To solve the problem step by step, we will follow the information provided in the question regarding the dissociation of \( PCl_5 \) and the equilibrium constant. ### Step 1: Define Initial Conditions Let the initial pressure of \( PCl_5 \) be \( P \) atm. At the start, the pressures of \( PCl_3 \) and \( Cl_2 \) are both 0 atm. ### Step 2: Determine Changes at Equilibrium According to the problem, \( PCl_5 \) undergoes 50% dissociation. This means that at equilibrium, 50% of the initial \( PCl_5 \) has dissociated. - The amount of \( PCl_5 \) that dissociates = \( 0.5P \) - The remaining pressure of \( PCl_5 \) at equilibrium = \( P - 0.5P = 0.5P \) - The pressure of \( PCl_3 \) formed = \( 0.5P \) - The pressure of \( Cl_2 \) formed = \( 0.5P \) ### Step 3: Write the Expression for the Equilibrium Constant The equilibrium constant \( K_p \) for the reaction is given by: \[ K_p = \frac{P_{PCl_3} \cdot P_{Cl_2}}{P_{PCl_5}} \] Substituting the pressures at equilibrium: \[ K_p = \frac{(0.5P)(0.5P)}{0.5P} \] ### Step 4: Simplify the Expression This simplifies to: \[ K_p = \frac{0.25P^2}{0.5P} = \frac{0.25P}{0.5} = 0.5P \] ### Step 5: Set Up the Equation with Given \( K_p \) We know from the problem that \( K_p = 2 \) atm. Therefore, we can set up the equation: \[ 0.5P = 2 \] ### Step 6: Solve for \( P \) To find \( P \): \[ P = \frac{2}{0.5} = 4 \text{ atm} \] ### Step 7: Calculate Total Pressure at Equilibrium Now, we need to find the total pressure of the equilibrium mixture.
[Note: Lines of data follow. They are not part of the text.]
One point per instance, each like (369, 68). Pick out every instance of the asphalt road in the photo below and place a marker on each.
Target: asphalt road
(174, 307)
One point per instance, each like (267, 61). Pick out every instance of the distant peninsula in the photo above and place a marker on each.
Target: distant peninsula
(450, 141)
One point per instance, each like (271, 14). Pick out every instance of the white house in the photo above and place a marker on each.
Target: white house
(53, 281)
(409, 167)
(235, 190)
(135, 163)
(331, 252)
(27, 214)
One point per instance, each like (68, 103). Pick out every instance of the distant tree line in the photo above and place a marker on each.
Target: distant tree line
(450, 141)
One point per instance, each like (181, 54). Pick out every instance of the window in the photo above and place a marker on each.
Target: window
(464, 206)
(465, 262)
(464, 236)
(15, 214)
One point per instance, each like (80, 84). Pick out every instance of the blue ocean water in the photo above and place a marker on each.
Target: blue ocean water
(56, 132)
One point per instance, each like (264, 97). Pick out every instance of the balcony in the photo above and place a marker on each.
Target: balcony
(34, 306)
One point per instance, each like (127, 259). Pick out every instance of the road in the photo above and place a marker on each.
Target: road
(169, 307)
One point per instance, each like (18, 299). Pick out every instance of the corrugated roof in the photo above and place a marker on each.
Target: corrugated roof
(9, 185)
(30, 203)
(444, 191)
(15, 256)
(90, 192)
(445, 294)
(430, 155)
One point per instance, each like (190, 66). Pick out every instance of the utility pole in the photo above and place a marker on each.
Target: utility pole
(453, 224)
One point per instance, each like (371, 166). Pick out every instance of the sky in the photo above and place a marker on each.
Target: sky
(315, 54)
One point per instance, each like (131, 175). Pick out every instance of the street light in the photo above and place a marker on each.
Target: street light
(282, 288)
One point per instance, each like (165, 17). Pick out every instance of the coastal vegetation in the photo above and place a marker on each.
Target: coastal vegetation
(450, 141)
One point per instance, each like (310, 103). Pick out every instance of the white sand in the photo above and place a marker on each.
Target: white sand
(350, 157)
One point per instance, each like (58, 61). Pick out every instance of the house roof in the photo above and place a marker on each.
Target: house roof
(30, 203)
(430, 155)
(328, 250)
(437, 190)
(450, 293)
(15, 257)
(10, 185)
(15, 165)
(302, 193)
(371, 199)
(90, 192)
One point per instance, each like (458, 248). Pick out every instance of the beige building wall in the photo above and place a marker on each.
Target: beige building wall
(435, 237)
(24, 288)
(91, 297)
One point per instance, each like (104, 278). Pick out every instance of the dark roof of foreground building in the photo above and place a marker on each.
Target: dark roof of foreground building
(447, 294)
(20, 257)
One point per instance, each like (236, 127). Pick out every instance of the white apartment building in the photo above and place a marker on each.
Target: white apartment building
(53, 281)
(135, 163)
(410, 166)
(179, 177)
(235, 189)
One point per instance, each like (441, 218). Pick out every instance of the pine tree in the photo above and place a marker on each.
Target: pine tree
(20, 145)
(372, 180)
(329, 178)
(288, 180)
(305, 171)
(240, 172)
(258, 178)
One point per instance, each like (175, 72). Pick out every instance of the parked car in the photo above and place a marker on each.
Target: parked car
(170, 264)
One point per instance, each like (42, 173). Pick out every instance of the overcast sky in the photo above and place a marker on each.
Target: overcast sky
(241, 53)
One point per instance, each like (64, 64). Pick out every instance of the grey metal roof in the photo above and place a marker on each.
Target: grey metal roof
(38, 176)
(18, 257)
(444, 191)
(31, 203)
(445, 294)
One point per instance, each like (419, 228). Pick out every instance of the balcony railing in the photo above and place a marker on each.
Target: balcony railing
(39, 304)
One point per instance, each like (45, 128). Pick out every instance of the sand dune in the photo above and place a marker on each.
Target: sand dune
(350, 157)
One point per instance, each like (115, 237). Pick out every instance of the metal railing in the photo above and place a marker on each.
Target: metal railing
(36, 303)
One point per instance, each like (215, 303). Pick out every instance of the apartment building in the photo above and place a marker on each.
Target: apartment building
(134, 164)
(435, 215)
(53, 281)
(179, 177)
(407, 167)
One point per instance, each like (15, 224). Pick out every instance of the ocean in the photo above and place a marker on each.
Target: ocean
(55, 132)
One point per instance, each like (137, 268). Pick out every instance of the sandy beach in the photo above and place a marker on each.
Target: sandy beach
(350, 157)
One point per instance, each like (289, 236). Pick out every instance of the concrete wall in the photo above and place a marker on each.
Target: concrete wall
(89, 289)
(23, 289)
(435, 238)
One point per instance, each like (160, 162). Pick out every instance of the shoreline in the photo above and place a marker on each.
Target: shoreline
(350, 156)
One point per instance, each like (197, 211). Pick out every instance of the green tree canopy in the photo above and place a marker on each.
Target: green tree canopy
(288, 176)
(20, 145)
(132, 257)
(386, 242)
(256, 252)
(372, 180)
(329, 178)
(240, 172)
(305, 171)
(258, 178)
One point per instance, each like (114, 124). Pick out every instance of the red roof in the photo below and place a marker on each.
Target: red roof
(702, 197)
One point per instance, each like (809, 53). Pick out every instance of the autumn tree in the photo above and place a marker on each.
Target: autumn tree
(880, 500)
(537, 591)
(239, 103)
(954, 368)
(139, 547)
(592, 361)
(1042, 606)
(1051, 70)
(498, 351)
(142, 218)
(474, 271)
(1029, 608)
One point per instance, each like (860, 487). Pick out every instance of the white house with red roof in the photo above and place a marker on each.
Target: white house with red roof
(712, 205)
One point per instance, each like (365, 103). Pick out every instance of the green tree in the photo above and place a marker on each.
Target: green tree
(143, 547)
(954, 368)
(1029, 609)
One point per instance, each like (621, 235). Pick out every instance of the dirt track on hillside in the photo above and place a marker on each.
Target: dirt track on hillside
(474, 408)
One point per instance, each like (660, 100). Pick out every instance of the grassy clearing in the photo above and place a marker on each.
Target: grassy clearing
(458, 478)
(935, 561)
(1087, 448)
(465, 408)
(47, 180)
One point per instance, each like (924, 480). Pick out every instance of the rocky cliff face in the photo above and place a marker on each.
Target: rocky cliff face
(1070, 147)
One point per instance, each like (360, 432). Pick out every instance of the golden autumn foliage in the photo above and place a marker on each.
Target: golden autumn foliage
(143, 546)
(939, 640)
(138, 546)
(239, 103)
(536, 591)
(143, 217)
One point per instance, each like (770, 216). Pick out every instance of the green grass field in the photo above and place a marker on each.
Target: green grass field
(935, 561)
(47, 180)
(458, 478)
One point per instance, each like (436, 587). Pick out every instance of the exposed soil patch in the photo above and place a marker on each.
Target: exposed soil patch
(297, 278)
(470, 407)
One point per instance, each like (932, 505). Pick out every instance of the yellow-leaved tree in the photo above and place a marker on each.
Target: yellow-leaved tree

The total pressure \( P_{total} \) at equilibrium is the sum of the pressures of all species: \[ P_{total} = P_{PCl_5} + P_{PCl_3} + P_{Cl_2} \] Substituting the values: \[ P_{total} = 0.5P + 0.5P + 0.5P = 0.5(4) + 0.5(4) + 0.5(4) = 2 + 2 + 2 = 6 \text{ atm} \] ### Final Answer The pressure of the equilibrium mixture is **6 atm**. ---